Gebser v. Lago Vista (1998)
A high school teacher and student were having a secret sexual relationship; after it came to light, the teacher was fired and arrested. The student then sued the school for violation of Title IX with a claim of sexual harassment. Because the school did not know of the relationship, the Court (5-4) denied the student’s claim. Stevens’ dissent relied on his majority opinion in Cannon:
It is not clear to me why the well-settled rules of law that impose responsibility on the principal for the misconduct of its agents should not apply in this case. As a matter of policy, the Court ranks protection of the school district’s purse above the protection of immature high school students that those rules would provide. Because those students are members of the class for whose special benefit Congress enacted Title IX, that policy choice is not faithful to the intent of the policy-making branch of our Government.

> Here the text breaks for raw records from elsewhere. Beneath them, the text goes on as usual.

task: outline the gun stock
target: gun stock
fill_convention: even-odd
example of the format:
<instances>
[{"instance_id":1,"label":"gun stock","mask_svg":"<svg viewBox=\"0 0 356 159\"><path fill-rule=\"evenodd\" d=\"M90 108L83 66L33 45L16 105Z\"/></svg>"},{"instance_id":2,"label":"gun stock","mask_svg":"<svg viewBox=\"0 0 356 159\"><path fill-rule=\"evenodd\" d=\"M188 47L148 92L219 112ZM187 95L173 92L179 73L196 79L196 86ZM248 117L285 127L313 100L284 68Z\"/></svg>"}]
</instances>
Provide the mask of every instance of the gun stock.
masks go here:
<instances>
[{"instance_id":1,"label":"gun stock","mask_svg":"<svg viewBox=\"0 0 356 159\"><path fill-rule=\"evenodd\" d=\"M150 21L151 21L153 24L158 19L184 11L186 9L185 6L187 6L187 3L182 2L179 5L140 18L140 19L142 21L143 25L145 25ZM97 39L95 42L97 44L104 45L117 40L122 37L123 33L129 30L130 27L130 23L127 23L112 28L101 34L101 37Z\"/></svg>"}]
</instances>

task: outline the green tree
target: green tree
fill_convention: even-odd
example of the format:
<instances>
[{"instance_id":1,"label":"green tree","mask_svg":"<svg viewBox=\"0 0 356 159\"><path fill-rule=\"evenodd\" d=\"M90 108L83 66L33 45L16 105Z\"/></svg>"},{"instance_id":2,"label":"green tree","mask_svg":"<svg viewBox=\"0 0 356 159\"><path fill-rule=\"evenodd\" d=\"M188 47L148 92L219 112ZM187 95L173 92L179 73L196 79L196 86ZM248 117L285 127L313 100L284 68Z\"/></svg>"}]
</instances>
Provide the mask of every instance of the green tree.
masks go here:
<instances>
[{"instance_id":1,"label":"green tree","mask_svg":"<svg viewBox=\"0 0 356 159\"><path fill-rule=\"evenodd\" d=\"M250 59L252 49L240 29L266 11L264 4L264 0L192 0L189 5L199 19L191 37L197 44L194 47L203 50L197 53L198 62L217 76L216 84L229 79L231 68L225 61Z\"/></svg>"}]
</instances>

Bethel School District v. Fraser (1986)
The Court upheld (7-2) the discipline of a student who delivered a lewd speech at a high school assembly. Stevens wrote a dissent arguing that the student would not have known that the speech would warrant discipline, as previous cases had focused on the disruptive nature of speech. His point was that:
the student was probably in a better position to determine whether an audience composed of 600 of his contemporaries would be offended by the use of . . . sexual metaphor than . . . a group of judges who are at least two generations and 3,000 miles away from the scene.
Morse v. Frederick (2007)
A student was disciplined for displaying a “Bong Hits 4 Jesus” sign at a school event. The Court (5-4) determined that the school had the authority to discipline the student because the speech, although cryptic, was encouraging drug use. In dissent, Stevens wrote, “Even in high school, a rule that permits only one point of view to be expressed is less likely to produce correct answers than the open discussion of countervailing views.”
Searches of students
New Jersey v. T.L.O. (1985)
The Court upheld (6-3) a search of a high school student’s purse based on a reasonable belief that they would find evidence of possession and sale of drugs. Stevens dissented, writing that:
The schoolroom is the first opportunity most citizens have to experience the power of government. . . . The values [students] learn there, they take with them in life. One of our most cherished ideals is the one contained in the Fourth Amendment: that the government may not intrude on the personal privacy of its citizens without a warrant or compelling circumstance.
Safford v. Redding (2009)
The Court (8-1) held that the strip search of a student for ibuprofen was an unreasonable search in violation of the Fourth Amendment. Stevens wrote to make the point that “[i]t does not require a constitutional scholar to conclude that a nude search of a 13-year old child is an invasion of constitutional rights of some magnitude.”